Por todo ello, procede estimar parcialmente el presente recurso de apelación en la forma y términos que se fijarán en la parte dispositiva.
SÉPTIMO .- A los efectos de lo dispuesto en el artículo 139.2 de la Ley de la Jurisdicción Contencioso Administrativa de 1998 y atendida la estimación parcial acaecida, sin que se aprecien méritos en contrario, no procede condenar en costas a ninguna de las partes.
Fallo
Que ESTIMAMOS PARCIALMENTE el presente recurso de apelación interpuesto a nombre de Don Rodolfo contra la Sentencia nº 188 del Juzgado de lo Contencioso Administrativo de Girona nº 1, recaída en los autos 176/2004, de 7 de junio de 2005 , cuya parte dispositiva en la parte menester estableció "DESESTIMAR el recurs contenciós administratiu", que se revoca y se deja sin efecto, a excepción de su pronunciamiento de costas y, en su lugar, se anula la resolución impugnada en cuanto denegó la autorización autonómica por vulneración del artículo 107.b) del Decreto Legislativo 1/1990, de 12 de julio, por el que se aprueba el Texto Refundido de las disposiciones legales vigentes en Cataluña en materia de Urbanismo , sin que ello suponga que la autorización autonómica se pueda conceder por no alcanzarse la unidad mínima de cultivo.

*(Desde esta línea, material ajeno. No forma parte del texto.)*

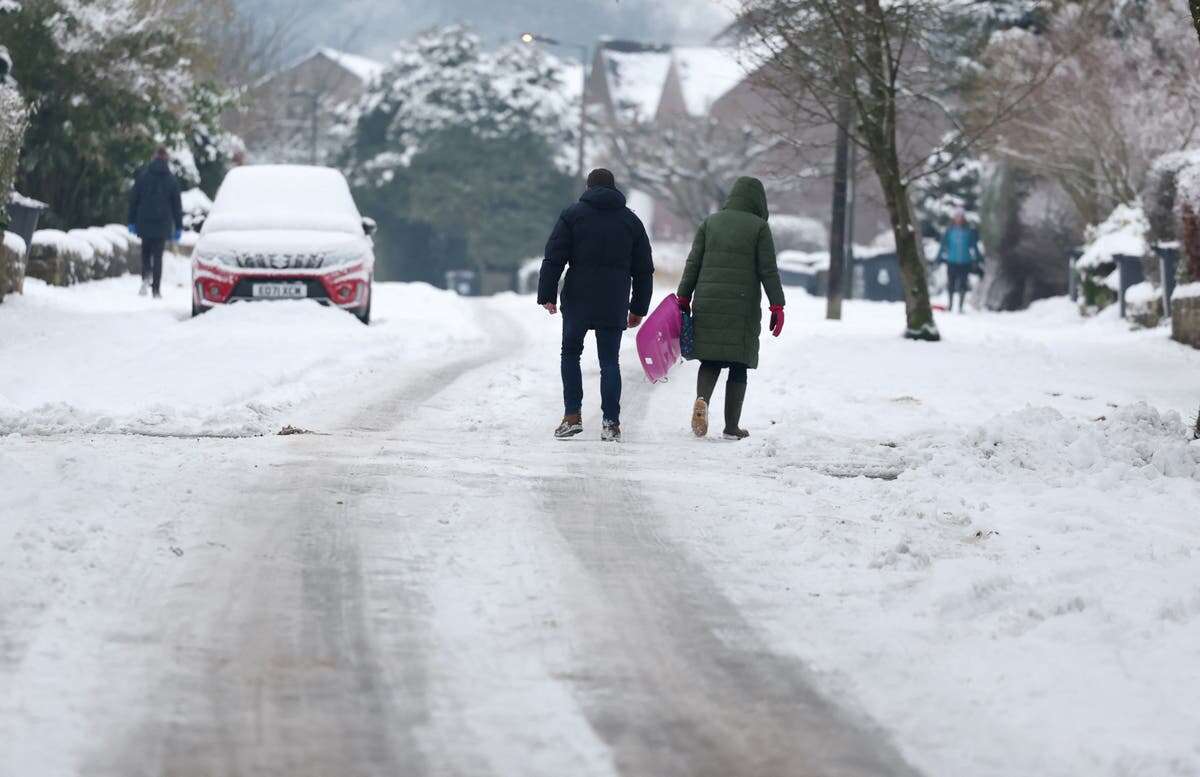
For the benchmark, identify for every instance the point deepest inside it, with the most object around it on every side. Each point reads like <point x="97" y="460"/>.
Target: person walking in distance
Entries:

Sin condenar en las costas del presente recurso de apelación a ninguna de las partes.
Hágase saber que la presente Sentencia no es susceptible de Recurso de Casación y es firme.
Remítanse al Juzgado de procedencia las actuaciones recibidas con certificación de la presente sentencia y atento oficio para que se lleve a efecto lo resuelto.
Así por esta Sentencia, de la que se unirá certificación a los autos, lo pronunciamos, mandamos y firmamos.